Die Wahrheit als Spielball sensationslüsterner Akteure

Ein homosexueller Escortboy in Los Angeles wird von seinen Kunden im Internet bewertet. Aus den „Rezensionen“ entwickelt sich ein monströs pornografisches Verwirrspiel um die Identität des jungen Mannes. Ein schmerzhafter Roman, der den Irrsinn digitaler Kommunikation perfekt parodiert.

Von Bettina Baltschev |
Dennis Cooper und Buchcover "Die Schlampen"
Dennis Cooper gilt als "enfant terrible" der Gay Fiction (Foto: privat, Buchcover: Luftschacht Verlag)
Als das Berliner Popduo Rosenstolz 1997 seinen Song „Die Schlampen sind müde“ veröffentlichte, ließen die Zeilen noch ausreichend Raum für Interpretationen. Da hieß es unter anderem:
„Gestern Nacht war ich noch Sieger / Gestern Nacht war ich noch schön
/ Ich wollt‘ dich und nahm sie alle / Ich wollt‘ nie nach Hause geh'n“.

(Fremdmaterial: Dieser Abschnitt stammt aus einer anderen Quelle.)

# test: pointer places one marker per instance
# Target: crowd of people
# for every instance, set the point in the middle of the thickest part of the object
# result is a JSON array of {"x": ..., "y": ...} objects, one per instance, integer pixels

Es sind wahrlich harmlose Verse, die sich aus irgendeiner Ecke der Erinnerung melden, während man dabei ist, die Lektüre des Romans „Die Schlampen“ von Dennis Cooper zu verdauen. Denn hier ist ganz und gar nichts harmlos. Brad, ein junger homosexueller Escortboy wird auf einer Website von seinen Kunden bewertet. Unter Pseudonym breiten sie genüsslich alle erdenklichen sexuellen Handlungen aus und sind angetan von Brads Jugend, seinem schmalen Körper und seiner Bereitschaft, sich ihnen ganz und gar zu ergeben. Doch erzählen diese sogenannten Rezensionen vor allem etwas über deren Verfasser, die ihren Trieben und Aggressionen freien Lauf lassen. So schreibt ein gewisser Secretlifer34:
„ Es war ungefähr fünf Uhr morgens und ich war bereit zu gehen. Wenn ich einen Typen benutzt habe, bin ich gelangweilt und voller Verachtung und Brad ging mir wirklich auf die Nerven mit seiner Bettelei, dass ich bleiben und weitermachen oder ihn mit zu mir nehmen sollte. Ich gebe zu, dass ich durchdrehte und ihn ins Gesicht schlug, aber sogar als er auf dem Boden lag, Blut aus seiner Nase lief und seine Lippe aufgerissen war, wollte er noch mehr Misshandlungen. Das war mir in dem Moment zu viel und ich musste dort weg. Am nächsten Tag aber habe ich ihn nicht mehr aus dem Kopf bekommen und ich denke daran, es so einzurichten, dass er heute Nacht zu mir kommt und sich in meinem Playroom hingibt.“

Obszöne Fantasien einer vom Sex besessenen Community

Nachdem sich ein Freier meldet, der die Identität Brads anzweifelt, entspinnt sich zwischen den Rezensenten eine Diskussion darüber, wer den echten Brad getroffen habe. Ob er überhaupt schon volljährig sei, ob er in einem Obdachlosenheim lebe oder doch in einem teuren Apartment. Ein gewisser Brian behauptet, er habe Brad bei sich aufgenommen, weil der an einem Hirntumor leide und nicht mehr lange leben würde. Das allerdings käme ihm entgegen, da er das Verlangen habe, einen Jungen während des Geschlechtsaktes zu töten und sich dabei zu filmen.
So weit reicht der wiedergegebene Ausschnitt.